J’ai peur d’oublier ce que c’est, que de sentir les regards se poser sur moi, qu’ils soient teintés de compassion, d’envie, ou de jugement. Peu importe. L’attention que l’on me porte le rend encore plus unique, ce petit pois. Elle rend sa présence tellement concrète et l’expérience de la grossesse belle et excitante.

 

Contenir mon désir et me résigner à ne plus avoir d’enfant, c’est faire un deuil sur ma fertilité et sur ma vie de jeune femme, qui me fait sentir si vivante. Je n’ai pas envie de me sentir terne.

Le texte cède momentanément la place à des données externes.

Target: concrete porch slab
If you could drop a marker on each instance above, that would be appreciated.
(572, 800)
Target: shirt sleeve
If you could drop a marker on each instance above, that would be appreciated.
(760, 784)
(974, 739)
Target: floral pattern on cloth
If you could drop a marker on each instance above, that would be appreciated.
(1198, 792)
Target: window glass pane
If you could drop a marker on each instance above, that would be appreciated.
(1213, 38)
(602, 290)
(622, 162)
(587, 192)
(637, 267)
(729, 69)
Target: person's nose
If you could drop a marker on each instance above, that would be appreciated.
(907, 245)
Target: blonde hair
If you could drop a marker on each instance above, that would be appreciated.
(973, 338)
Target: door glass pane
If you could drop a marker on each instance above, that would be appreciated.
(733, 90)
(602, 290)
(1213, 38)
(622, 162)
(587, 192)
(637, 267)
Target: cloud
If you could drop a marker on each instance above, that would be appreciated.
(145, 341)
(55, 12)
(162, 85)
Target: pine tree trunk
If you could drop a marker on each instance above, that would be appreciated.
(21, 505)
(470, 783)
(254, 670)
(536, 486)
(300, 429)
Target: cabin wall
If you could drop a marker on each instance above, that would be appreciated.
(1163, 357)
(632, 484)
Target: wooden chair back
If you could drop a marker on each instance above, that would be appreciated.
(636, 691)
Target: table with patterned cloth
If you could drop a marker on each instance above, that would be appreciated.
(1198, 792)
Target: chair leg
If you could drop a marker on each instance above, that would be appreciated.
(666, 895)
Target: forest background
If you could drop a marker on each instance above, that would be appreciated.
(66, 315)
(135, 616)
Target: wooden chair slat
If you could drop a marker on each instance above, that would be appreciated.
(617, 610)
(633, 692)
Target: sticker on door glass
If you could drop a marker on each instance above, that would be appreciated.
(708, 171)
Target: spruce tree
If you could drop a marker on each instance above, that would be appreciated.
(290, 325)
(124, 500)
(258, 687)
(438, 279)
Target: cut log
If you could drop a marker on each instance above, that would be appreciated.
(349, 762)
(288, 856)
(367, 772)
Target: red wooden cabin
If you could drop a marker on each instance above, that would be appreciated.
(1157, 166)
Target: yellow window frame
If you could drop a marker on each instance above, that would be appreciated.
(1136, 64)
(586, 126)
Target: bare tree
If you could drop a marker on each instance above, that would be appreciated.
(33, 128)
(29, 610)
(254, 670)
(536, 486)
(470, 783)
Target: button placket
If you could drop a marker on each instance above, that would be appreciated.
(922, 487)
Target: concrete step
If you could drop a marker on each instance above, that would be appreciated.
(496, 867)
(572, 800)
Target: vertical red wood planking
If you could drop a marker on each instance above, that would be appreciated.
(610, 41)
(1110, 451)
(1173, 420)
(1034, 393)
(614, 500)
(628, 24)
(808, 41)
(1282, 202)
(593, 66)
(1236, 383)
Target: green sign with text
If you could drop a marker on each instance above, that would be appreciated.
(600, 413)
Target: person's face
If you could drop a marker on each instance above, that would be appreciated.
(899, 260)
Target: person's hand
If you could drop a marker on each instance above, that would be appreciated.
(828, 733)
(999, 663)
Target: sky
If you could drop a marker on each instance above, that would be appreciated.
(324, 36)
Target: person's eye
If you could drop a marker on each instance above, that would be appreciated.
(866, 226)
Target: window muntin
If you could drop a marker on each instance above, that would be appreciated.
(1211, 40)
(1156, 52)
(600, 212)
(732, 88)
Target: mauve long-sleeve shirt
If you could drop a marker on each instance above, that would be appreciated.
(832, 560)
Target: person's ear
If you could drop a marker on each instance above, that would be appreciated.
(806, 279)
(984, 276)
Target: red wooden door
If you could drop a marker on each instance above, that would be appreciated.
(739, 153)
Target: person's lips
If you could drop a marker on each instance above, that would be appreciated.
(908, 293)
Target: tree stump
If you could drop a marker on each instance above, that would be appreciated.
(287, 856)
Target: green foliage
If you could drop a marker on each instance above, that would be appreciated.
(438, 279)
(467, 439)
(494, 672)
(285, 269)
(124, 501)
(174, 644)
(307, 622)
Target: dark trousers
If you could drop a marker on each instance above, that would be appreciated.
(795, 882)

Et vide. Pourquoi est-ce qu’on ne donnerait pas encore une chance à la vie de grandir au creux de mon ventre?

 

Dès le premier instant où on a posé mon enfant sur moi, le temps s’est arrêté. Mes yeux ne pouvaient se détourner de cette petite créature parfaite et inoffensive. Je me suis surprise à aimer la nourriture de l’hôpital, à apprécier vivre dans ce petit cocon qui me permettait d’apprendre à la connaître, sans distraction extérieure. Un amour inconditionnel, comme pas un, qui donnait soudainement un meilleur goût à la vie.

 

Un amour que je veux multiplier, parce que j’en ai tant à offrir.